Cwl_utils Parser Hints vs Requirements

Hello,

I’m working on implementing a CWL parser for the LANL BEE workflow engine that uses the cwl_utils Python package to parse and verify CWL v1.2 files and I’m having some trouble with CWL hints and requirements.

I noticed that the data structure returned for hints by the CWL v1.2 parser is a list of ordereddict objects while for requirements it is a list of distinct objects for each requirement class (e.g. DockerRequirement object, NetworkAccess object, etc). I was wondering if I could get some insight into why this implementation decision was made so as to guide our own parser design decisions.
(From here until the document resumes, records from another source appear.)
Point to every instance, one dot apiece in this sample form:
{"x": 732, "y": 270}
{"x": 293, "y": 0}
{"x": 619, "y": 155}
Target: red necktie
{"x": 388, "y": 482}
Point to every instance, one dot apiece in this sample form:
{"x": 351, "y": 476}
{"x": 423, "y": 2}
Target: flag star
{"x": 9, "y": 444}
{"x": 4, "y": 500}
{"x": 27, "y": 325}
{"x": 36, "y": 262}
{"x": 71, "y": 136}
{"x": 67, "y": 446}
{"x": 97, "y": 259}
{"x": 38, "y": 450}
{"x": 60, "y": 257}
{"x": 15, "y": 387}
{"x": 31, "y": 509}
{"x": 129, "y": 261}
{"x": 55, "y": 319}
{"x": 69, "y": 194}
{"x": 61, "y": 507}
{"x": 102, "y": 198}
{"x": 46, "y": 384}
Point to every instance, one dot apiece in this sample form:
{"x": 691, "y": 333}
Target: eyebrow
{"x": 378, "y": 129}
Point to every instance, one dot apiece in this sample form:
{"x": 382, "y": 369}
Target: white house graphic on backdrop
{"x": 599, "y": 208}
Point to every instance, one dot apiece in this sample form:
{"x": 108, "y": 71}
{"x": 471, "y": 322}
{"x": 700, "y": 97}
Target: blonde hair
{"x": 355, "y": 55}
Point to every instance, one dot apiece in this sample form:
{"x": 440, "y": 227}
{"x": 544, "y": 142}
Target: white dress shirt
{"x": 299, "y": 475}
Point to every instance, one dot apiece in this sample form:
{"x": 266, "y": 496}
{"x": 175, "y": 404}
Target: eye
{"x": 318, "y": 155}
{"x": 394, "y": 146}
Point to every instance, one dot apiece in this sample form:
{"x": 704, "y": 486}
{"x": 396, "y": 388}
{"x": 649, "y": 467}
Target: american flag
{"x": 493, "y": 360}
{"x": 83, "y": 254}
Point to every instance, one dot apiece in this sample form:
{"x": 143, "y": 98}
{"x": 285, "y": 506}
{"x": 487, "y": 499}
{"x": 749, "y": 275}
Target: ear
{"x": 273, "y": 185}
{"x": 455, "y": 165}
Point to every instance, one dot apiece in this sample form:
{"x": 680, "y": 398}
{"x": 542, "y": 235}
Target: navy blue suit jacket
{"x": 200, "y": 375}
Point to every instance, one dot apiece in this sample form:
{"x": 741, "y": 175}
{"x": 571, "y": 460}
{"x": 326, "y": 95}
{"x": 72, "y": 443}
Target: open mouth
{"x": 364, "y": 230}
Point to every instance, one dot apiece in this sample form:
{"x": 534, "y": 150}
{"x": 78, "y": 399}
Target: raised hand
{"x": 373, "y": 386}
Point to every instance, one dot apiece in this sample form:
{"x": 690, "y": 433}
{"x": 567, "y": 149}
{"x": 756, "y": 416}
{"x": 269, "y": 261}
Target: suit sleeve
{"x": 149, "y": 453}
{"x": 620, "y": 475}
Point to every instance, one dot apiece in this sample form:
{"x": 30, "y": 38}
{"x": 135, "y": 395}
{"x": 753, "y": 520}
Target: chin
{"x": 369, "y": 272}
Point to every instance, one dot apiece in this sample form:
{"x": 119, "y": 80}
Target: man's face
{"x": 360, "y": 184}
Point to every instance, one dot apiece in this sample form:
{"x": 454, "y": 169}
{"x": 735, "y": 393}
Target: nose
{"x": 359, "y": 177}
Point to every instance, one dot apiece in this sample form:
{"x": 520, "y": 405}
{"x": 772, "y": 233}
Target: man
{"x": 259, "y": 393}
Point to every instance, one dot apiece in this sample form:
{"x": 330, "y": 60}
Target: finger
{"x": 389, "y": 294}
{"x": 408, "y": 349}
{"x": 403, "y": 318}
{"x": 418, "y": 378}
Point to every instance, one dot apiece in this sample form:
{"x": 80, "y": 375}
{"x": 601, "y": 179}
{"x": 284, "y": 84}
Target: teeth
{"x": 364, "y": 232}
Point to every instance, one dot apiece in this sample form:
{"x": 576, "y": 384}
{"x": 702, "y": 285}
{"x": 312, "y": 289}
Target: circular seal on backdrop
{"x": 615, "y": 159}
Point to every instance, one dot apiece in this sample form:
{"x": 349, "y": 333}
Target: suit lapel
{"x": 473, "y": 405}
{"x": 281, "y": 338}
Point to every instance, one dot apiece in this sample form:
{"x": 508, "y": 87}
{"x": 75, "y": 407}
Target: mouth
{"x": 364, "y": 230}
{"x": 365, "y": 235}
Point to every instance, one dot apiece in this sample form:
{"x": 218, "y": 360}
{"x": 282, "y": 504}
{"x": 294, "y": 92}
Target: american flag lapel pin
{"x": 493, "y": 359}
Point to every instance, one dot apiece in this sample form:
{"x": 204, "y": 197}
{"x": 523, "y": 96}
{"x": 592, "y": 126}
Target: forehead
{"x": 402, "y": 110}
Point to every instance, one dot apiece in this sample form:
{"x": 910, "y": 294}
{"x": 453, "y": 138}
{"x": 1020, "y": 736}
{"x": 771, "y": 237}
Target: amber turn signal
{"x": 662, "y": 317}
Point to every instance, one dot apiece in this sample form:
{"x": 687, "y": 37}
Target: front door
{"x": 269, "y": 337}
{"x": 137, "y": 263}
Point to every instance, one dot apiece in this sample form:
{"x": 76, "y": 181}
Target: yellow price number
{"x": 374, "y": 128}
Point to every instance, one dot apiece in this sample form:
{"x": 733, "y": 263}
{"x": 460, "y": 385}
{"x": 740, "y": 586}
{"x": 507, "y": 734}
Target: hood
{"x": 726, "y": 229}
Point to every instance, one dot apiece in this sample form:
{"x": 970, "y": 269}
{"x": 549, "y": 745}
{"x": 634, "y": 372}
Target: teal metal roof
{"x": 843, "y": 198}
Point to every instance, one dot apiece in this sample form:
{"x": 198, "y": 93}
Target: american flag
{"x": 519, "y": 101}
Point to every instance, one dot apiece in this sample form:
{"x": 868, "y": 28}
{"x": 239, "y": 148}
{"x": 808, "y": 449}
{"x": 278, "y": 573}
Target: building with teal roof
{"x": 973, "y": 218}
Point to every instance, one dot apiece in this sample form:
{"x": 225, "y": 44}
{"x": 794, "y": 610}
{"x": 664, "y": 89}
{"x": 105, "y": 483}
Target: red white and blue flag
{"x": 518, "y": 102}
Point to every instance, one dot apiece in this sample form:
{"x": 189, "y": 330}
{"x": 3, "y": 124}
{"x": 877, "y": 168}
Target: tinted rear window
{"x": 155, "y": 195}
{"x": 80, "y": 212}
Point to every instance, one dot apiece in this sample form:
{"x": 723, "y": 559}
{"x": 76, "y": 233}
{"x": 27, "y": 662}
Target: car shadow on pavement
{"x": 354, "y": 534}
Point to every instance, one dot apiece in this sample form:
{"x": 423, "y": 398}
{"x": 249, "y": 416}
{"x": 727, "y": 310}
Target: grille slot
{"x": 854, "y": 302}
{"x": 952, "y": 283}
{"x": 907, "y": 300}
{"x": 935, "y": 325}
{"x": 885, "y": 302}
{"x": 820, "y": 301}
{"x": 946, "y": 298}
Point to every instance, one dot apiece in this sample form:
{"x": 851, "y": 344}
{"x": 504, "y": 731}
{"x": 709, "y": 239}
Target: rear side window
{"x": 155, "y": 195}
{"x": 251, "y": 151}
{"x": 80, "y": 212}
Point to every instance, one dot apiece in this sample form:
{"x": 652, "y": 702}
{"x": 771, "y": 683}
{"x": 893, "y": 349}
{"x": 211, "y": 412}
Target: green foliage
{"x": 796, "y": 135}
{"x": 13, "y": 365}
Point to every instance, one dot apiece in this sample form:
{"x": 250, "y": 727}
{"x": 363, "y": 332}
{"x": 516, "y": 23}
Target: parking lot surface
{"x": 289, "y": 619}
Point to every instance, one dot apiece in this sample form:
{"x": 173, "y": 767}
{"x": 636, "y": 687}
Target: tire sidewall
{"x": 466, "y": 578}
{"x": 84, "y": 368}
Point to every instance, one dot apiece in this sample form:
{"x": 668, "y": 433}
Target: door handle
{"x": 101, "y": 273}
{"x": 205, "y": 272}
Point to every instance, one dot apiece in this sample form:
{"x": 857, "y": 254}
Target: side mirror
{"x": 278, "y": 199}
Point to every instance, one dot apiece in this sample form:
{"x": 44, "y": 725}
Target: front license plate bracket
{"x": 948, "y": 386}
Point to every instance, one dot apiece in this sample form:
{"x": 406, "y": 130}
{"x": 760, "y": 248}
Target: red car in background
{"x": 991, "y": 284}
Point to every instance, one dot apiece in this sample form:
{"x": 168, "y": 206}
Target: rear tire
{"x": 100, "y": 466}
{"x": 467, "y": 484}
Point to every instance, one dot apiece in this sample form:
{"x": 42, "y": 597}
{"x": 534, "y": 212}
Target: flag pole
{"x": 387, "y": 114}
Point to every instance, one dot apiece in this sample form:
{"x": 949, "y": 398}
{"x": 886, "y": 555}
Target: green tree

Specifically, I was wondering why hints and requirements use different data structures and how this influences the way cwltool/cwl-runner treats the two in its implementation.

Thanks,
Steven Anaya

Welcome @sanaya !

Because hints can contain extensions that are not part of the specification, they require extra parsing by the implemenation-agnostic cwl_utils

Here is an example of how to do that extra parsing: https://github.com/common-workflow-language/cwl-utils/blob/8dee31d95177a47c1a85bd7883b0f09e51804c36/cwl_utils/cite_extract.py#L35

We might improve this situation as part of CWL v1.2.1: Implementing Definition of `hints` is inconsistent · Issue #896 · common-workflow-language/common-workflow-language · GitHub would enable cwl_utils, cwljava and future generated CWL parsers to automatically detect known hints

The CWL reference runner cwltool does not currently use cwl_utils as it predates that package. We hope to someday refactor cwltool to build on top of cwl_utils.

For cwltool the data structures are rather messy and untyped. Once the document is validated to not contain any requirements that it doesn’t support then cwltool just does lookups for specific extensions, and for the hints field it would just ignore any extension hint that it doesn’t know about.

As a reminder: cwl-runner is the generic command line name for any CWL implementation. If cwl-runner is install, then it might point to cwltool, toil-cwl-runner, arvados-cwl-runner, etc…

I didn’t know this about hints. Is this so that custom CWL parsers based on cwl_utils can implement these extensions specially or are they simply meant to add additional contextual or platform-dependent requirements? What role do hints typically have in a real workflow, as opposed to requirements?